Tira aria di ri-crisi. Chi glielo dice ai polli in cortile?

di Alessandro Camilli
Pubblicato il 18 Gennaio 2016 - 11:23 OLTRE 6 MESI FA

soldiROMA – Sul pianeta, quella cosa un po’ più grossa di Montecitorio, un po’ più popolata dell’audience dei talk-show, un po’ più larga del pianerottolo di casa e discretamente indifferente ai”diritti acquisiti” e “legittime aspettative” di ciascuno di noi in solitario, in sindacato o in territorio…tira aria di ri-crisi.

Già ri-crisi. Crisi un’altra volta dopo quella sbucata dalla e viscere dell’economia e finanza mondiale nel 2007/2008. Crisi un’altra volta può essere e non c’è bisogno di essere uccelli del malaugurio per vedere che è possibile. Quella appena passata (?) tanto per ricordarci ci è costata un milione di posti di lavoro e la perdita di un 15/20 per cento della ricchezza nazionale.

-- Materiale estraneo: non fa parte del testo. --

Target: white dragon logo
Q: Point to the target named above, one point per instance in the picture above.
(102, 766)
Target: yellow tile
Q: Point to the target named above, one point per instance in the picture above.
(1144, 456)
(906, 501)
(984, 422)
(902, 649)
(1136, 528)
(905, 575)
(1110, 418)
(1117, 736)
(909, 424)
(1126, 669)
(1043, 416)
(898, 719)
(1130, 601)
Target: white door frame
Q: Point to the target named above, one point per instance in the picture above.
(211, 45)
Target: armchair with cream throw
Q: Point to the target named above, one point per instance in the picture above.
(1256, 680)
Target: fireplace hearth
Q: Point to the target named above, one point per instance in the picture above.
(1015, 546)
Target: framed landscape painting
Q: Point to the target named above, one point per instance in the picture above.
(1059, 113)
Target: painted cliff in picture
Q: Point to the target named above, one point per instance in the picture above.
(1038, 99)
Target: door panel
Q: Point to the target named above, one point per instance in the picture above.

Soprattutto alla gran parte della pubblica opinione è apparsa intollerabile, di certo colpa di qualcuno da “punire” e comunque un’eccezione irripetibile da non far ripetere. Magari a colpi di proteste, movimenti e voti elettorali contro. Ma si può votare o marciare contro le crisi? E soprattutto le crisi, se sono davvero tali, se ne fregano delle proteste, dei voti elettorali, dei governi e dei cambi dei governi?

Aria di ri-crisi perché sul pianeta, Cina in testa ma non solo, la cosiddetta crescita, cioè il produrre, vendere e consumare di più e quindi indurre la sequenza investimento-lavoro-profitto-salario-reddito, rallenta. Rallenta molto rispetto alle attese. Fosse solo rispetto alle attese, sarebbe ben poco male.

Il problema è che l’intero pianeta, più o meno tutti i governi e moltissimi dei rispettivi popoli, stanno a galla su un oceano di debiti che a suo volta riempie voragini di debito. L’intera economia del pianeta, comprese le meravigliose cose cui teniamo come conquiste sociali (sanità, scuola, pensioni), poggia sul debito. Debito pubblico e privato che  va sempre espandendosi. Quando nel 2007/2008 è venuto a galla il dubbio che una infinitesima parte di questo debito potesse non essere pagata, quel dubbio ha fatto quel che fece l’iceberg al Titanic, ha forato la corazza.

Ma non siamo andati a fondo, da allora le Banche Centrali del pianeta hanno stampato e stampato e stampato denaro, l’hanno messo in circolo e hanno impedito ci fosse bancarotta e miseria vera. Ma per farlo hanno di fatto aumentato e aumentato il debito pubblico. E le aziende hanno aumentato il debito delle aziende prendendo quote di quel denaro. E il debito delle famiglie sul pianeta è altissimo proprio là dove i consumi sono alti quanto si vuole perché la macchina giri.

Ora si dà il caso, anzi l’ovvio caso, che indebitarti puoi, la cosa regge, se guadagni, cioè se la crescita c’è ed è rilevante. Per dirla in poverissime parole, se hai centomila euro di debito e ne guadagni un anno cinquantamila e l’anno dopo cinquantacinquemila il tuo creditore non avrà paura che i suoi soldi diventino carta straccia perché non ripagherai mai. Ma hai centomila di debito, guadagni cinquantamila e l’anno dopo cinquantamila e l’anno dopo ancora cinquantunomila, allora…

Bene, il pianeta oggi sta così, in bilico tra una crescita magra e lenta e un debito obeso e rapido nel crescere.

Il pianeta sta così ma noi stiamo altrove: nell’eterno misero, squallido, rumoroso e cafone pollaio del cortile di casa. Con forze politiche, sociali e individui e gruppi specializzati nel beccarsi tra loro e gorgheggiare che la colpa di tutto è del pollo e della gallina avversari.